🤖 AI Summary
Bangla, the world’s seventh most spoken language, suffers from severe data scarcity, high morphological richness, and substantial dialectal variation—hindering progress in fundamental NLP tasks such as stemming. This paper systematically surveys existing stemming approaches and identifies critical gaps in reproducibility, evaluation metric relevance, and cross-dialect robustness. To address these challenges, we propose a principled development pathway for stemmers targeting low-resource, inflectional languages: integrating linguistic morphology with language-specific modeling; rigorously comparing rule-based, statistical, and machine learning methods; designing a standardized, Bangla-aware evaluation framework; and releasing an open-source, fully reproducible toolchain.

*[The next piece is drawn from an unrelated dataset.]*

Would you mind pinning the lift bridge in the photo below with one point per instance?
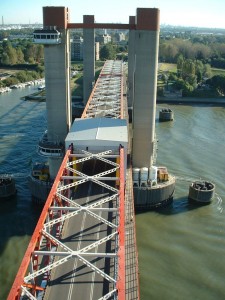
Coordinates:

Our analysis pinpoints key bottlenecks—including inadequate dialect coverage and inconsistent benchmarking—and advances both systematic research and engineering practice in Bangla NLP. The work establishes a robust foundation for downstream NLP applications, promoting scalability, interoperability, and methodological rigor in under-resourced language processing.
📝 Abstract
Bangla, the seventh most widely spoken language worldwide with 300 million native speakers, faces digital under-representation due to limited resources and lack of annotated datasets. Stemming, a critical preprocessing step in language analysis, is essential for low-resource, highly-inflectional languages like Bangla, because it can reduce the complexity of algorithms and models by significantly reducing the number of words the algorithm needs to consider. This paper conducts a comprehensive survey of stemming approaches, emphasizing the importance of handling morphological variants effectively. While exploring the landscape of Bangla stemming, it becomes evident that there is a significant gap in the existing literature. The paper highlights the discontinuity from previous research and the scarcity of accessible implementations for replication. Furthermore, it critiques the evaluation methodologies, stressing the need for more relevant metrics. In the context of Bangla's rich morphology and diverse dialects, the paper acknowledges the challenges it poses. To address these challenges, the paper suggests directions for Bangla stemmer development. It concludes by advocating for robust Bangla stemmers and continued research in the field to enhance language analysis and processing.